Rábula

Até pouco tempo nesta comarca havia a figura do rábula. Talvez houvesse muitos, porém estou escrevendo a história obscura, pouco divulgada, história daqueles homens que circulavam com o “saber” de nariz para cima, querendo dizer “aptos” para enfrentar com raciocínio rápido e prático, o metal das desinteligências. O vocábulo do latim costura um sentido depreciativo. Servia para identificar o advogado que falava muito e sabia pouco. Substantivo designando o que há de pejorativo na profissão do direito: “Advogado ou procurador chicaneiro, aquele que embaraça as questões, lançando todos os artifícios que as leis jurídicas facultam”.

Perto do nosso adorável tempo vamos ao dicionário Aurélio onde o étimo segue a linha dos compêndios lusitanos no que concerne ao sentido: advogado de limitada cultura, importuno, leguleio, pegas. Define também todo aquele indivíduo que advoga sem o álibi moderno do diploma.

Sem encantamentos e com dor na alma o vocábulo “rábula” é quase palavra morta. Mas o seu sentido é vivíssimo.
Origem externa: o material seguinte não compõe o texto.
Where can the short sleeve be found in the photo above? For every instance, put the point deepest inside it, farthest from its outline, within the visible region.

Ninguém haverá de dizer: papai era rábula que alcançou fama e fortuna porque os serviços prestados não eram tabelados. Hoje quando todos ambicionam a titularidade de doutor, sem doutorado, o que renova a consistência da figura antiga, estamos infestados de rábulas justo quando se necessita de grande ciência. Assim caminhamos tropegamente respeitando solenemente doutores em caramujos. O estrago social no indivíduo é de uma desgraça inominável. Os rábulas que aqui viveram e exerceram o direito de protestar em nome de alguém atingiram grande notoriedade financeira comprovando que rabulices são de grande efeito para o êxito das questões. Triste, abatido, sozinho fico pensando até que ponto teria sucesso se minha causa fiduciária de “juros elevadíssimos” tivesse caído nas mãos de bons rábulas. Ou se pelo menos tivesse sido rábula de mim mesmo.

Com dinheiro tudo seria diferente. Nenhum advogado nomeado confessaria estar perdendo tempo comigo quando nem sabe sobre que processo está me referindo. Ah! O dinheiro arrancaria um profundo respeito para o caso, respeito para com pessoas simples, de chinelos e sonhos. Conseguiriam deter os juros dentro do processo labiríntico que eles juram de ser fácil acesso.

Há um ódio inato em todo aquele recalcamento justificado pela perda do valor próprio dentro da esfera dos valores pessoais. Sou um homem simples, confesso. Vivo a era em que todo ouro fuma no Senado. Só nós, humildes, não podemos fumar a liberdade do que quer que seja. Somos obrigados a cumprir nossos destinos com rábulas para que a vitória do primeiro empreendimento compense as ilusões do trabalho. Pois tentamos o trabalho e recebemos na diificuldade o forum.